14 May 2011

Disclaimers and the Bar

A Richmond lawyer, Horace Hunter, is in the midst of a conflict with the Bar over whether he has to put a disclaimer on his website informing readers that the results he announces are not guarantees of future results. Horace is publishing occasional summaries of cases in which he was involved. I picked a sample of 7 of these and read them. They are in a basic press release format. A strong paragraph at the beginning identifies the victorious case and client and also makes it very clear that Horace is the attorney in the case. Then there is a short factual/philosophical/legal/tactical discussion. None of the summaries I read had anything confidential information in them. All of the summaries are published in a blog format under the moniker "This Week in Richmond Criminal Defense."
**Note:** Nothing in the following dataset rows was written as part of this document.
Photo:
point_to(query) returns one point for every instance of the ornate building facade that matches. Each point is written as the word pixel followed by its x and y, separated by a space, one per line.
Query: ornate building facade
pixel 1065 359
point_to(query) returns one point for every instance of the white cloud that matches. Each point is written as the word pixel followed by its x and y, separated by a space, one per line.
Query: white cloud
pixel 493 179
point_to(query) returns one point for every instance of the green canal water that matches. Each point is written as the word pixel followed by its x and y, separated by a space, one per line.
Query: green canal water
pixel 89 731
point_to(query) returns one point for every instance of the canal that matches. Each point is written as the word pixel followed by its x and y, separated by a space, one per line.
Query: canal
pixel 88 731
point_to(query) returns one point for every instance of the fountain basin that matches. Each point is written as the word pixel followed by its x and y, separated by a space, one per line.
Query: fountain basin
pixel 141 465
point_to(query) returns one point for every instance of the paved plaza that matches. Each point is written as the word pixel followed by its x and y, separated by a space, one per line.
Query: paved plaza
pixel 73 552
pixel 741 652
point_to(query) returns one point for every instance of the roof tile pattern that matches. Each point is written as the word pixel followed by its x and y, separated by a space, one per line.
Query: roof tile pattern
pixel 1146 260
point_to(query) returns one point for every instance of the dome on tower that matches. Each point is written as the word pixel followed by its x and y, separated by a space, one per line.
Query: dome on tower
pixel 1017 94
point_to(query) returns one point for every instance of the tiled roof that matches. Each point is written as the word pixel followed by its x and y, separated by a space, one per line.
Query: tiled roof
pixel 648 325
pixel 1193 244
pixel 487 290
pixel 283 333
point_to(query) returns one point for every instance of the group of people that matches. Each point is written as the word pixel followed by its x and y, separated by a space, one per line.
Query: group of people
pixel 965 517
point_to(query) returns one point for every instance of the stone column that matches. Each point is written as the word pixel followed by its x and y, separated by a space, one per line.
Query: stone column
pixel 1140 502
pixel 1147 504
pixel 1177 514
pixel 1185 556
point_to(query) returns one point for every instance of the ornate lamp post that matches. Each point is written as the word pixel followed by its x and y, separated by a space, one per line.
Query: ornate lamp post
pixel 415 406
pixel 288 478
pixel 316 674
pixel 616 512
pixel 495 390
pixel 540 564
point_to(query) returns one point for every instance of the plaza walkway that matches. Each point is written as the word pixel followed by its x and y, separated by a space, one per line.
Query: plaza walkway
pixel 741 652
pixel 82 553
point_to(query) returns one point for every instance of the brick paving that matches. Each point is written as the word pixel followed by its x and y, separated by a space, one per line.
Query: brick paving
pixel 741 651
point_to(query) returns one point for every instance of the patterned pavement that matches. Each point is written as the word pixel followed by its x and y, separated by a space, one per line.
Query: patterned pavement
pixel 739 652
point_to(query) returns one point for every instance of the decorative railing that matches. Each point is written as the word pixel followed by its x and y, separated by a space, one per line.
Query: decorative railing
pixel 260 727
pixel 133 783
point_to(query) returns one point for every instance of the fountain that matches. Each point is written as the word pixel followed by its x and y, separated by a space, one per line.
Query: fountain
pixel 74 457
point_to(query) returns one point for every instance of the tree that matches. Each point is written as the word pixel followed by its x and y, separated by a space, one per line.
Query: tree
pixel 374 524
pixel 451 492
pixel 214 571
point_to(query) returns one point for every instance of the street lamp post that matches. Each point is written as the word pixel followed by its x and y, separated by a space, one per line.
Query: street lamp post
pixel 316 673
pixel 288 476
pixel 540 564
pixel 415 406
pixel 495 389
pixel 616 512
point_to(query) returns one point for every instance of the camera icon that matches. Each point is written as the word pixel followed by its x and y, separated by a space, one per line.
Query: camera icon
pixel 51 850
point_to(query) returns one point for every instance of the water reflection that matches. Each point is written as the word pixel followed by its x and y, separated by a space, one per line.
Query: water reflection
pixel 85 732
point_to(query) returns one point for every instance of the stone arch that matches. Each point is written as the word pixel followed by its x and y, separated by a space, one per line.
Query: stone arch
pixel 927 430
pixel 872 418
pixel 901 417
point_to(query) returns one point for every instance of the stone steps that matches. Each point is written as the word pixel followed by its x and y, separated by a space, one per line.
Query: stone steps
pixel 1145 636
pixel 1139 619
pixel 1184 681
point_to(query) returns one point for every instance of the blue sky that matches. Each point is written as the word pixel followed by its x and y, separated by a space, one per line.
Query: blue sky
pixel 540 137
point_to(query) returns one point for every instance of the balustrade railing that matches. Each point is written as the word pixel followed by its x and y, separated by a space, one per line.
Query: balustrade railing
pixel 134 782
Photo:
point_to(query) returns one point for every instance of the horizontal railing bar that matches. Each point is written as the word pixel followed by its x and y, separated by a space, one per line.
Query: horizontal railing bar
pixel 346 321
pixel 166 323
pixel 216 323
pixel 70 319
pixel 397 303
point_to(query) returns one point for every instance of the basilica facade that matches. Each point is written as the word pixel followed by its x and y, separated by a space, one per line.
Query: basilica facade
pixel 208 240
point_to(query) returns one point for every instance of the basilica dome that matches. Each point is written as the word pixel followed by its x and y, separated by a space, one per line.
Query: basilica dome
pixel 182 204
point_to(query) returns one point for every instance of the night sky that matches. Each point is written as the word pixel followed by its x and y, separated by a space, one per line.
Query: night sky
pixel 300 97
So, as far as I can tell, the only real complaint the Bar can have is the lack of a disclaimer. As you all know, I am a big believer in disclaimers and have had one on my blawg at least since 2006. In its current incarnation it states:
In case anyone out there needs this warning: This ain't legal advice. Everything in the blog is off the cuff and no one goes back and reads all the cases and statutes before blogging. The law may have changed; cases misread and misunderstood two years ago can still lead to a clinging misperception. Courts in your county, city, or State probably don't operate as described herein. Feel free to be inspired, but YOU MUST ALWAYS DO YOUR OWN RESEARCH OR HIRE A COMPETENT ATTORNEY TO DO SO because I haven't.
Of course, my situation is different from Horace's situation. My blawg was meant to show things from my point of view. This has ranged from war stories to comments on news stories to goofy things that have caught my eye to analysis of laws and cases. It was never intended to get clients to walk into my office. Horace's posts are clearly meant as a type of press release and as a means to flesh out his website.

I understand that the ethics folks are interested in making sure that the public realizes that there is no guarantee that a result with one particular client, in front of one particular judge, in one particular jurisdiction will mean that other clients will get the same result. If I'd have been Horace, I would have probably put in a disclaimer at the bottom or side - confidant that most members of the public aren't going to read the boilerplate anyway. However, he has decided to make a principled stand based upon the 1st Amendment right to freedom of speech. Bravo. It is always good to see a person make a stand for something he believes in. It will be interesting to see how that eventually plays out.

An interesting question is whether a disclaimer is actually needed to inform the public about the nature of the information they are getting. The summaries are clearly on a law firm's website and about that law firm. They are written in the stilted, awkward format that press releases always have and are obviously self promoting of the lawyers in the firm. Granted, not all criminal defendants are the sharpest crayons in the box, but anyone computer savvy enough to get to the website and navigate to the case summaries should have enough brainpower to realize this is an advertisement. Does an obvious advertisement need something to point out it is one?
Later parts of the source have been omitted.